The revelation of the girl's true nature takes us back to where we started: the inky blackness of the alien world. Says James Wilson, 'It's the blackness at the beginning of the film, in which you see an iris emerge, then a sphere, then that sphere connects with this black matter, and you see that this is the girl's eye. It's the blackness that the men sink into when they go through the portals of the houses, and our idea was always that this blackness – this black matter – is the alien, something utterly inscrutable and outside anything we know, in terms of our understanding of our individuated idea of identity. And that's what's inside this female figure. You're looking at a perfectly realistic, synthetic human form and at the end you see the blackness inside it."

Says James Glazer, whatever the girl is, she 'remains alien, and I think that's the power of it. If you're going to get involved in that stuff, for it to be an alien experience means that it needs to remain alien. You can't suddenly figure it all out – like, -Oh, I get it now – she's got 48 hours to get water for her spaceship, because their planet is running out.' I didn't want any of that. The book had its own version of that, which was terrific, but it wasn't right for this."

In essence, the film is a delirious meeting of two very different worlds: the mundane and the fantastical, both presented with a commitment to their respective realities. Says James Wilson, 'Genuinely, my feeling about the film – being as objective as I can be – is that it is a very distinctive film in the true sense of the word: distinctive in terms of the feeling of the film, the personality of it. The worlds that it moves through, from the intensely naturalistic and almost documentary-like observation of our world to the completely heightened, nightmarish hallucinogenic world of the alien – the butting of these two tectonic plates – that's something I don't feel I've ever seen before."

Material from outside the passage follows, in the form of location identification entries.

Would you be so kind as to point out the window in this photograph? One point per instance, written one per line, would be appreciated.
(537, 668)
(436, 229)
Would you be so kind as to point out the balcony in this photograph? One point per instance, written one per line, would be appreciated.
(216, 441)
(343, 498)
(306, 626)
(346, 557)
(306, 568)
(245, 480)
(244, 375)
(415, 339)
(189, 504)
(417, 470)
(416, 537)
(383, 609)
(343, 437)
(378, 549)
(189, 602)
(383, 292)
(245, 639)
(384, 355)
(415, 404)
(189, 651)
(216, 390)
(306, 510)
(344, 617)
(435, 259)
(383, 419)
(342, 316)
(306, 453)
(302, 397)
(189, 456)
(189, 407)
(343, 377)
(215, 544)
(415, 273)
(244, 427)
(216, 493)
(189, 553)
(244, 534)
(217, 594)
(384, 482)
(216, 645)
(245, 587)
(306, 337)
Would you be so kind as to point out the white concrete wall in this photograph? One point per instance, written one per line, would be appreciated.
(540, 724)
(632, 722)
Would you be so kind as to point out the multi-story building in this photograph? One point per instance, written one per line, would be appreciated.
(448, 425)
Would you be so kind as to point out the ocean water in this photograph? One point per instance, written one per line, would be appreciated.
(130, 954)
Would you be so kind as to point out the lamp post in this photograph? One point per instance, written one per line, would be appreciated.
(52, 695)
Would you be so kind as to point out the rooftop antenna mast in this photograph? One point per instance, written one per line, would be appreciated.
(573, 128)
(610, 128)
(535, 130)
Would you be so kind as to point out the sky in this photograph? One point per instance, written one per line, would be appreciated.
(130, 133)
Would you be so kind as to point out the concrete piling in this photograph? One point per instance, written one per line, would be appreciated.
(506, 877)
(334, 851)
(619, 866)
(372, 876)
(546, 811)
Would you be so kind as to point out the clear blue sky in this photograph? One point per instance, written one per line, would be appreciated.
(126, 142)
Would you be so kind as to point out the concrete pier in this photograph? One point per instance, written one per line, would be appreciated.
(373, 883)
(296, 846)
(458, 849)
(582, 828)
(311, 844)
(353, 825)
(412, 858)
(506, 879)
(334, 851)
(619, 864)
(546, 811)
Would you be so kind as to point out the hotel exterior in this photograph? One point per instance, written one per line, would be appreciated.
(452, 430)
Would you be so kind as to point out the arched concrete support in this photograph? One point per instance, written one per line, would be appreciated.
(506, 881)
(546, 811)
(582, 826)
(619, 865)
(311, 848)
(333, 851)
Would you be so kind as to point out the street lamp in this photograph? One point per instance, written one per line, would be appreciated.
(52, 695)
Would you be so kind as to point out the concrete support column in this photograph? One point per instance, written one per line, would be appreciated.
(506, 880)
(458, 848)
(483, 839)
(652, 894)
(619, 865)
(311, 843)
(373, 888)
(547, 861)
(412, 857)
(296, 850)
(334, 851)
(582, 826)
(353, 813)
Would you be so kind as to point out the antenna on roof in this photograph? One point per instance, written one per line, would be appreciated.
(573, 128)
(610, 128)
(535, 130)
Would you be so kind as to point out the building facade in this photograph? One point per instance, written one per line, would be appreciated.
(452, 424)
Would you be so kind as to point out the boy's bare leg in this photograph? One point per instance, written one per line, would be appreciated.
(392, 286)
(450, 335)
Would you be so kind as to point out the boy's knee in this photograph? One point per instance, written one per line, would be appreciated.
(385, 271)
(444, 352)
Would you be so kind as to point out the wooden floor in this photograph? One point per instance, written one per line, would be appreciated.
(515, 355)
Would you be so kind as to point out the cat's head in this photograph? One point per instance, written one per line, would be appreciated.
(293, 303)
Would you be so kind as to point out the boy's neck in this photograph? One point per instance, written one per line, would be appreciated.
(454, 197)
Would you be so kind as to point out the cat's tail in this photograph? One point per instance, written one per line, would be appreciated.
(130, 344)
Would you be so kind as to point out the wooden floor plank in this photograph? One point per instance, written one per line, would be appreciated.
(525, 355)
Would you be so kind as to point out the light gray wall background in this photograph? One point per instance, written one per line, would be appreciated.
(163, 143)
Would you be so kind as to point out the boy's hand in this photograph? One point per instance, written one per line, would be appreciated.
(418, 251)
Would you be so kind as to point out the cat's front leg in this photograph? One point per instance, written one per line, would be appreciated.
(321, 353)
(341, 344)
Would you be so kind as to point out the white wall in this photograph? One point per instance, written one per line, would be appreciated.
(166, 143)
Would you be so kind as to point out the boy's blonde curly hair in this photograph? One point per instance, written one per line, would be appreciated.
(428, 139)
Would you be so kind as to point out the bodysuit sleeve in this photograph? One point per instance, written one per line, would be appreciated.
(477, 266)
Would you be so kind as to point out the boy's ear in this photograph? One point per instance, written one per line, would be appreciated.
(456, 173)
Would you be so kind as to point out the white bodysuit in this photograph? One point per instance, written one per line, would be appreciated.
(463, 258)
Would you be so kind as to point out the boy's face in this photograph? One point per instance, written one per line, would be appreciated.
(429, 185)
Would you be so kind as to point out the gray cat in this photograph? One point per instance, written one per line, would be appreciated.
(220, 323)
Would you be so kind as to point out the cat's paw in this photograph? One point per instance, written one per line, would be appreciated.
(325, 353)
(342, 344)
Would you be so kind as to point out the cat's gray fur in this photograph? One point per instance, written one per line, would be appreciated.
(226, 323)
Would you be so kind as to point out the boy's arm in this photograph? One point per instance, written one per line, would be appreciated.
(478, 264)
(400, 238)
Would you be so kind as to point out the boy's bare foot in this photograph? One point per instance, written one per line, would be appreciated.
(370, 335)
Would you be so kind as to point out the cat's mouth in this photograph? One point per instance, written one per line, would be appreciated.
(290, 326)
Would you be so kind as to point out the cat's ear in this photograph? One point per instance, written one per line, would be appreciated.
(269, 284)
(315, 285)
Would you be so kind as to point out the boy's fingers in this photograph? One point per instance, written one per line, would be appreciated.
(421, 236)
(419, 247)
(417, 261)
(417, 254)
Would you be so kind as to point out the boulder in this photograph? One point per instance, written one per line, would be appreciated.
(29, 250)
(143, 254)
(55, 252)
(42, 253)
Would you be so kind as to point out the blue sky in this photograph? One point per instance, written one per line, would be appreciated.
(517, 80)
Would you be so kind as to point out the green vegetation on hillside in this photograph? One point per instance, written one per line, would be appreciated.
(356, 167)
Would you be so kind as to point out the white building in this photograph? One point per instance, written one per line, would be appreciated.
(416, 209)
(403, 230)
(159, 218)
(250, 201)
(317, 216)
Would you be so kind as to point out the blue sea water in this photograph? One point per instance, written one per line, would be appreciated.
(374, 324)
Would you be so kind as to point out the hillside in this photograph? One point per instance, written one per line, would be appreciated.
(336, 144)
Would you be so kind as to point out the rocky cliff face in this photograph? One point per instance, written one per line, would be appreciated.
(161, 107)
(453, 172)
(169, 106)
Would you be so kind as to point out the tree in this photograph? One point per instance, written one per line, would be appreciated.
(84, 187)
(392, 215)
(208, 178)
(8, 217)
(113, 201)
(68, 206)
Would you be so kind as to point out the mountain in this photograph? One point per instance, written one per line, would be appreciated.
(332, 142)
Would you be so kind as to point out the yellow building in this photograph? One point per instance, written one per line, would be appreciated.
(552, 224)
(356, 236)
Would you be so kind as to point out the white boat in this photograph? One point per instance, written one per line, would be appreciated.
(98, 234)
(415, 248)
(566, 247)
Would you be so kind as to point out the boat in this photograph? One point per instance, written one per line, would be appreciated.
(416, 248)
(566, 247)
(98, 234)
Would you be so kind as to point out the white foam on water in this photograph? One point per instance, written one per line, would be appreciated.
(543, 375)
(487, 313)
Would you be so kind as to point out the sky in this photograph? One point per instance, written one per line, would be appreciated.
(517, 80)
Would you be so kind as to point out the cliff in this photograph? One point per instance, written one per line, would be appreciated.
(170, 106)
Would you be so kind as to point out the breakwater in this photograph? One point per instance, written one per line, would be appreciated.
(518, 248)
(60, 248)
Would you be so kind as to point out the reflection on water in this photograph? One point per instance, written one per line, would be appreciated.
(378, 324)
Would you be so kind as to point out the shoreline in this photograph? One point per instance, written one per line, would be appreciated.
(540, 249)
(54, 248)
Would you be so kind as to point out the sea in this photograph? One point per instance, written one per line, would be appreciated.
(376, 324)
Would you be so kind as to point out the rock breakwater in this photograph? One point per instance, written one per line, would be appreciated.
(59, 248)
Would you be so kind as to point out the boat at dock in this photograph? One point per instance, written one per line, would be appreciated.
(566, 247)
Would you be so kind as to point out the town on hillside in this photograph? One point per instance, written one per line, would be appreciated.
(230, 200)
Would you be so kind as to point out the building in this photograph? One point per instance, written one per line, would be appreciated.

As for the girl, Jonathan Glazer feels that, although there are certain ambiguities about her life and motivation, there is definitely an emotional payoff to her journey. 'You see a flame ignite and extinguish," he says. 'You see the beginning of something, the burgeoning of something conscious. You see a light. You see a flicker. You see the presence of something beautiful, short-lived. You see her born, you see her live, you see her die. You hate her, love her, miss her. You see it all."